Not much really changed, except for the fact that I have a community to hang out with, and that I have to hide this particular intreast from some of my friends.
I'm a bit softer than I was. I was always a bit soft, but I cried for the first time I think since year 7. I also have a beard and slight moustache now. So for the better, all in all.
I don't know if it was MLP that changed me, or if I just grew up. But ironically, I think I am twice as mature as I was before ponies. It has taken a slight toll on my grades, though. :derpe:
I dived in a bit too enthusiastically at first, but now I think I've found a balance between my brony life and my not brony life. I've rediscovered my emotional, loving side, I've learned that I can in fact make friends, and that happiness can come from unexpected places.

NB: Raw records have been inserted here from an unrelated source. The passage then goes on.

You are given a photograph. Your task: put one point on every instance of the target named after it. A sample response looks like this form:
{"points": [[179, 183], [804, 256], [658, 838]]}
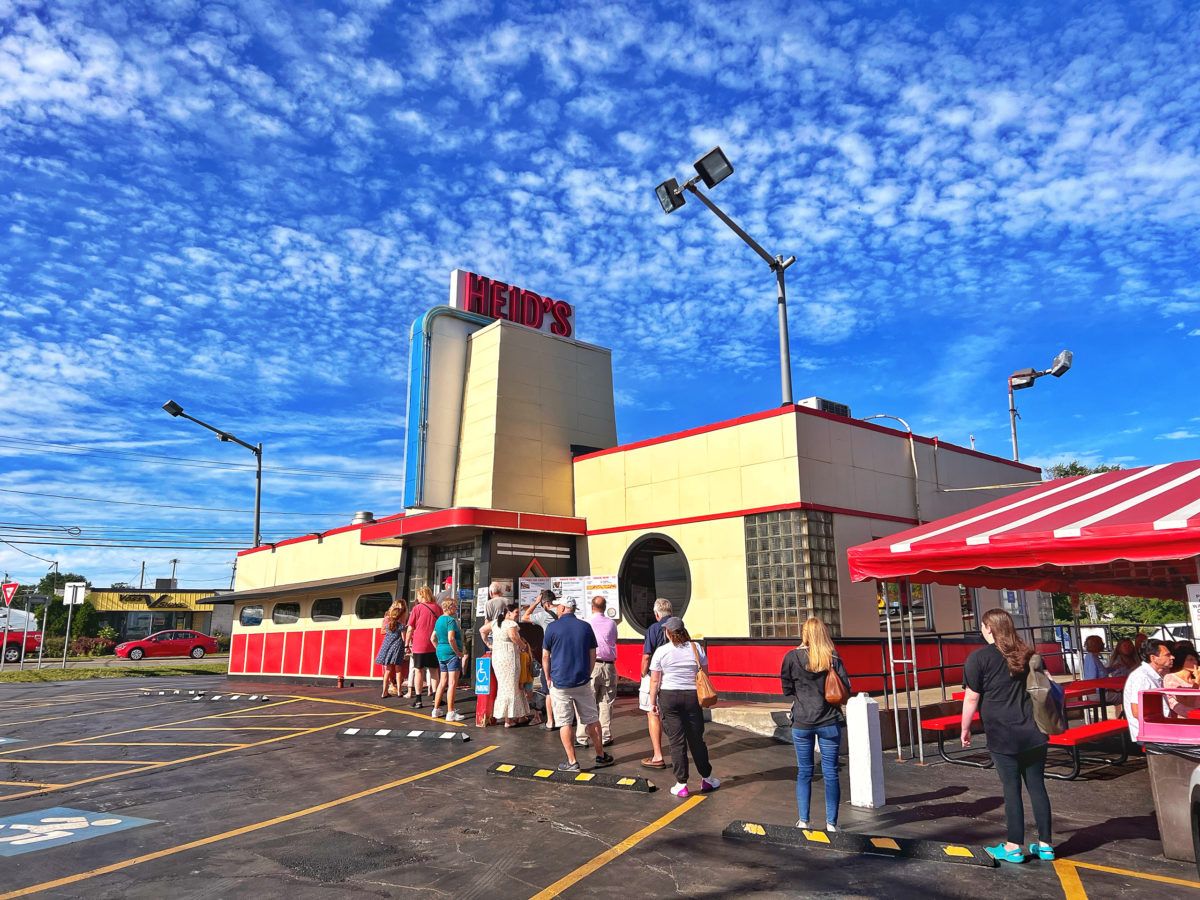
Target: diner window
{"points": [[895, 599], [286, 613], [653, 567], [372, 606], [791, 573], [327, 610]]}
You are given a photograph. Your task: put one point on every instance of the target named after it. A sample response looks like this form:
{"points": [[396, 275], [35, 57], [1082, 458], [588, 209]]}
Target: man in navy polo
{"points": [[568, 657]]}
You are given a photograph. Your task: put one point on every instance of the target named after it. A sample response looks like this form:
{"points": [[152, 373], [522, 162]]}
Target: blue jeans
{"points": [[829, 738]]}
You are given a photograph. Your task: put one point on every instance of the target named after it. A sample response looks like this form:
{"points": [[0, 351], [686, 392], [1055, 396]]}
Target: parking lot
{"points": [[107, 792]]}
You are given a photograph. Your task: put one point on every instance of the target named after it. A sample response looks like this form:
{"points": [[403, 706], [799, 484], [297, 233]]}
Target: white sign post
{"points": [[72, 597]]}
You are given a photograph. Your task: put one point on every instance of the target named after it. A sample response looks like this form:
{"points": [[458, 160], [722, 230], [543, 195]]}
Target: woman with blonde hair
{"points": [[995, 682], [814, 719]]}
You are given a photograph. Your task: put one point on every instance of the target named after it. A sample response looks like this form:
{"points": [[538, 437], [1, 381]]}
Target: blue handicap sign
{"points": [[57, 826], [483, 676]]}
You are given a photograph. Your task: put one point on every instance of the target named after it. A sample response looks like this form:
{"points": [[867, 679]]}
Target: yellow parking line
{"points": [[631, 841], [155, 743], [244, 829], [150, 766]]}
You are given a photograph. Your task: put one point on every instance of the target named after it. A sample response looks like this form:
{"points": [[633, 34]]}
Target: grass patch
{"points": [[84, 675]]}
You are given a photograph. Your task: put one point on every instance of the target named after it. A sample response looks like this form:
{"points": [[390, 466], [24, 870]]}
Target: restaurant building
{"points": [[513, 468]]}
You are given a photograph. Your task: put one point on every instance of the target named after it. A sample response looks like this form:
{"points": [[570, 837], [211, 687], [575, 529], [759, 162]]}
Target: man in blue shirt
{"points": [[568, 657]]}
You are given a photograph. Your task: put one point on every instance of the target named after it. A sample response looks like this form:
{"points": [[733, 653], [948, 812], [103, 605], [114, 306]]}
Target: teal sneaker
{"points": [[1006, 856], [1042, 851]]}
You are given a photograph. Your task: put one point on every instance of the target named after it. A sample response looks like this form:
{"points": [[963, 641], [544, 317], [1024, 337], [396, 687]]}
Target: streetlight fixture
{"points": [[174, 409], [712, 168], [1025, 378]]}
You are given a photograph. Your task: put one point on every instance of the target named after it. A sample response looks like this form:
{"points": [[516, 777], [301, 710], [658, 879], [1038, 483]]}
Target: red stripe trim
{"points": [[472, 517], [804, 411], [756, 510]]}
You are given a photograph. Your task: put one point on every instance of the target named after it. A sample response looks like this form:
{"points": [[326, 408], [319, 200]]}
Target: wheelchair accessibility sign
{"points": [[57, 826]]}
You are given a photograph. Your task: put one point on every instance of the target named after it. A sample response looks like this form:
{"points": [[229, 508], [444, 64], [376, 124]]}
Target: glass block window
{"points": [[791, 573]]}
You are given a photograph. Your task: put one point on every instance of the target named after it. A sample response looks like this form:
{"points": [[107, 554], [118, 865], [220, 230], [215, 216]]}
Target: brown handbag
{"points": [[705, 691], [835, 690]]}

I dove right in at first and watched a number of episodes a day. Now I watch maybe one or two, sometimes none at all. becoming a brony and finding this community has changed so much about me. Before, I was a bitter, cynical, depressed, spite-filled person with a short fuse (but well intentioned. Most of my problems came from not knowing how to handle the world not living up to my rosy-eyed expectations). I've changed since then, though I still sometimes go through slight spells of depression or anger, like anyone else. I'm not completely different, though all I can do is work at it bit by bit, and slowly, I'll change more for the better. I've learned that keeping negative thoughts bottled up only makes things worse than they already are, because I don't talk about it and I just brood until it consumes my mind. Since becoming a brony, I try to be more direct when something displeases me, explaining it calmly to the source of the frustration and hoping to come to an understanding. It's also thanks to everyone here that I started singing. I've wanted to do it for years now, but never got a kick start. Now I record covers with relative frequency and plan to find a singing coach soon. So to sum it up: Before: Angry, bitter, lazy do-nothing After: Calm, smiley guy who's at least somewhat working toward his dream.

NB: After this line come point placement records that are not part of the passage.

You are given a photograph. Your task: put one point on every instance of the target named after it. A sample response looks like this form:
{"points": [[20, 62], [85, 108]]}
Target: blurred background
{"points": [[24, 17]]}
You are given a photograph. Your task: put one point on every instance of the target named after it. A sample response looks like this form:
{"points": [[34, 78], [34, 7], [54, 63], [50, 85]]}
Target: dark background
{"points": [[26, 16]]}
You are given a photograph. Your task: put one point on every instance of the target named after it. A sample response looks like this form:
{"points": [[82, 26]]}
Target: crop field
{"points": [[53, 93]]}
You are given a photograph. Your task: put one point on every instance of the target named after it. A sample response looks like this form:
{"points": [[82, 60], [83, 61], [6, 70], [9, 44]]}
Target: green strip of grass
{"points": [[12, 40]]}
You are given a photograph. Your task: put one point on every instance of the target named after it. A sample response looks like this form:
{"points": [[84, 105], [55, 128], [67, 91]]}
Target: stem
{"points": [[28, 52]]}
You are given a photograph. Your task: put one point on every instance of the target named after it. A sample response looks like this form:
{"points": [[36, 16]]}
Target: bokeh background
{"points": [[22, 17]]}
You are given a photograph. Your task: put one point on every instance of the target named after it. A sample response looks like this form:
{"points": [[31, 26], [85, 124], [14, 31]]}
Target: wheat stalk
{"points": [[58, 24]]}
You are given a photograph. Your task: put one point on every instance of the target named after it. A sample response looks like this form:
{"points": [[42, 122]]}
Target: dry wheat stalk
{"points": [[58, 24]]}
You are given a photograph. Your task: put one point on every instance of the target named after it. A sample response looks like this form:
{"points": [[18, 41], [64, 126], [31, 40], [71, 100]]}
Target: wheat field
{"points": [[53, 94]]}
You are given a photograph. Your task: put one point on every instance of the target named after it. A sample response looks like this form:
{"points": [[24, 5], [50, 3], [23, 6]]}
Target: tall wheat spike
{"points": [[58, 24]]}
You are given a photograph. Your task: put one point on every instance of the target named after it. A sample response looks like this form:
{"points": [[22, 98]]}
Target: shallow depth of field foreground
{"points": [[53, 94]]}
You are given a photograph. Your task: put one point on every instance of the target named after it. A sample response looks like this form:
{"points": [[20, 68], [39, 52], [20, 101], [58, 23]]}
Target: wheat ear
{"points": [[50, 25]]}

before I was cynical After I was actually happy but now I am saddled with terrible feelings, unease and uncertainty. In retrospect I feel perhaps I may not belong here. I don't regret it though, I just worry.
I think I've become slightly more tolerant, but I was already a pretty tolerant guy. Also, 90% of my free time is taken up by ponies.
Before I became a Brony I actualy was about to, sadly, give up on my life and run-away as I was bullied horribbly, had no advice except Parents. I also was depressed and hate filled. I had zero friends and no friend/ speech skills. Summary: Bad. After I became a Brony I shortly found this place. I fell in love with the community. I used what I learned in the eps to make friends. Although the friends dont know of Bronies. I met great friends in you guys, and have had a great time, enjoying life since. Summary; Becoming a Brony, made life whole for me.
Where is your happiness? Everypony should be happy about something! The Pinkie in me wants to see you smile.
I think ponies just kinda continued the personal improvements I had already been making. I had already quit smoking and drinking well before ponies. I still had problems with sometimes letting myself be walked all over and taken advantage of to over reacting and getting very angry. Now I've found a larger balance at not over reacting but yet not letting myself get walked all over to let that anger build up in the first place. I think a big part of it also is me owning this business now. I have to respond to things in a better way because it can have a more adverse effect on me if I don't. The real thing that ponies have done for me though is restored my faith in humanity. The fact that something like this can happen tells me that there is hope for the human race and we can do better than we are doing right now. It also makes me feel like I am a part of the human race. I used to think of myself as not really a human and trying to fit in with an inferior primitive race of morons, having to pretend to be dumber than I am in order to not have people hate me. Of course I still have no faith in my government but it does make me feel like we can survive as a people and flourish when our government finally fails completely, just like all the other great world powers have.
The way I see it, life's what you make of it. If you want it to be happy, it's happy. If you want it to be sad, it's sad. Ponies help cheer up a lot of bronies, which gives them a more positive view on life and they can enjoy it more.